I'll look into the stored-procedures soon and see if I can do anything :)

[jexp]

I'd be happy to get your input and contributions on this.

What you suggest for the combination of cypher + procedures is planned next (@boggle work's on that),
currently we're working on a plain CALL package.procedure(params);

What I would like to see is an efficient, multi-threaded implementation of those algorithms on Neo4j in a standalone java package which then can be exposed both as Neo4j Server Extension via REST, and via procedures too.

Some of those are already easily possible, for others there might be some things that make it more efficient. Esp. if you take readOps.nodeDegree() and parallel, linear reads over the page-cache structures (rel-store) into account.

[jexp]

@kengz if you want to collaborate with us on this, please let us know. Drop me an email to michael at neo4j.com

[jexp]

Btw. for DEGREE you can use this as an efficient means already today:

MATCH (n)
RETURN n, size( (n)-->() ) as out_degree, size( (n)<--() ) as in_degree, size( (n)-[:TYPE]->() ) as out_TYPE_degree;

[kengz]

@jexp Definitely! Though I was recently bogged down by work and other side projects, I may start on it soon together with my side project to build a graph-based brain for an AI. The implementation will be in Java and neo4j, and the required algorithms would include degrees, spanning tree etc.; that's a place to start, with applications in mind.

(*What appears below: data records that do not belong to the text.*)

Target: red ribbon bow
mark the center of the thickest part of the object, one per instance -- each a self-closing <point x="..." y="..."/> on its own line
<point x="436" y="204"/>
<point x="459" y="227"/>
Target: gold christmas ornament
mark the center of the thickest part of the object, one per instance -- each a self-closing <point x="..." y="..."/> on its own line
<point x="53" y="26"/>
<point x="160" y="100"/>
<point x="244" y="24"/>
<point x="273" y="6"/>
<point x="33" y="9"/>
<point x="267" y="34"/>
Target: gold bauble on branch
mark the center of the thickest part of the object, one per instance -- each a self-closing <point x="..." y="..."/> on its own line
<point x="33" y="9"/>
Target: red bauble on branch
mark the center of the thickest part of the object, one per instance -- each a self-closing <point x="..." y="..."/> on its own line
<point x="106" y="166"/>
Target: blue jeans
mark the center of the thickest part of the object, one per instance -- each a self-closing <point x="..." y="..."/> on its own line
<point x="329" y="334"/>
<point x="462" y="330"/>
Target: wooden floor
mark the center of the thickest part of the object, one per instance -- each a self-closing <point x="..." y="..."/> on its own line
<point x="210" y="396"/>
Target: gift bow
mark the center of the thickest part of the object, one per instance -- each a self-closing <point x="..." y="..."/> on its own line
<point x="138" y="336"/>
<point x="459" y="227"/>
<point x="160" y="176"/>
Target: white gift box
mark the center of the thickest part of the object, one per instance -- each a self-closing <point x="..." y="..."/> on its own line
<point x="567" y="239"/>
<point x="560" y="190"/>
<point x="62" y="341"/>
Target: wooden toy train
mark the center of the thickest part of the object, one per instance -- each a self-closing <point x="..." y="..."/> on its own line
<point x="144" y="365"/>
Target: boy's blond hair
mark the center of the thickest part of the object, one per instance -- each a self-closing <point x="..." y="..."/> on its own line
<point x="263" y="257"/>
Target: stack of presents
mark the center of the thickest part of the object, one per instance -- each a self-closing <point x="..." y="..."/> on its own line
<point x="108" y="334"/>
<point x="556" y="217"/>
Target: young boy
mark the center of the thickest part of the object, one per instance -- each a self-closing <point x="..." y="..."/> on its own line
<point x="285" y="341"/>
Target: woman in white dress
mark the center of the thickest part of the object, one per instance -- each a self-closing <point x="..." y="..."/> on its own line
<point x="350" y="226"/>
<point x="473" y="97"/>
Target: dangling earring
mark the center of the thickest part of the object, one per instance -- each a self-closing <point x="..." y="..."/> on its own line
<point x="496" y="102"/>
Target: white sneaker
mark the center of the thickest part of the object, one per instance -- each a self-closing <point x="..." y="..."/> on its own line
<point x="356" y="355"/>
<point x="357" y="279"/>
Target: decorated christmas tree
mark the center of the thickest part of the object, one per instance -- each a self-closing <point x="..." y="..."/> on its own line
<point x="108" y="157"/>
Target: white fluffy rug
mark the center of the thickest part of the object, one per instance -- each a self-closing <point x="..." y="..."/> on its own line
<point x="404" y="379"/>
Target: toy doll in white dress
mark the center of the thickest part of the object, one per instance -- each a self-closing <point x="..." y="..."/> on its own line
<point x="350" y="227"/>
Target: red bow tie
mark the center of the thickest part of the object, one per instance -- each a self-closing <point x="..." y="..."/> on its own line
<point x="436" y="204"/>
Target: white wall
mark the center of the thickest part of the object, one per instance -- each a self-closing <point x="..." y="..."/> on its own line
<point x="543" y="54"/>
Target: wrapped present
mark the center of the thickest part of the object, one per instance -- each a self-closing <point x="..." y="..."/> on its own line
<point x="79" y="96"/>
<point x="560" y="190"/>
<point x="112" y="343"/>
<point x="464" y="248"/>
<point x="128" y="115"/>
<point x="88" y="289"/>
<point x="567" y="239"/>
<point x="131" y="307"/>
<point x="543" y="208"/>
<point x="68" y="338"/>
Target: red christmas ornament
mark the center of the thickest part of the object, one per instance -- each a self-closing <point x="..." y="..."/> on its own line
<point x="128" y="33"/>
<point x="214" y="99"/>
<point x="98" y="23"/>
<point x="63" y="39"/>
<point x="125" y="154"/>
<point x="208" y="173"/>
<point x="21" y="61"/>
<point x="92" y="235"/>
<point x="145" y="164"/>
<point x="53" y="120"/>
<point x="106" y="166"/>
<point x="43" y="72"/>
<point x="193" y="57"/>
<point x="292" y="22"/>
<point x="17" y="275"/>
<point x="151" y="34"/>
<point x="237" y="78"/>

I brought up the brain project to Ryan from neo4j recently, just to see if there's any interest from neo4j, but that's unrelated to this.

[igorborojevic]

Graph brain.. can it be thought to play Go ?

[kengz]

hahh in theory yes... in practice, no idea. But in all seriousness a graph-based brain would be a more powerful encoding of knowledge (with lower Kolmogorov complexity), and will have drastically lower complexity in terms of operations in the brain. That should render more power accessible to the AI. oops getting off topic here. Maybe need a new thread.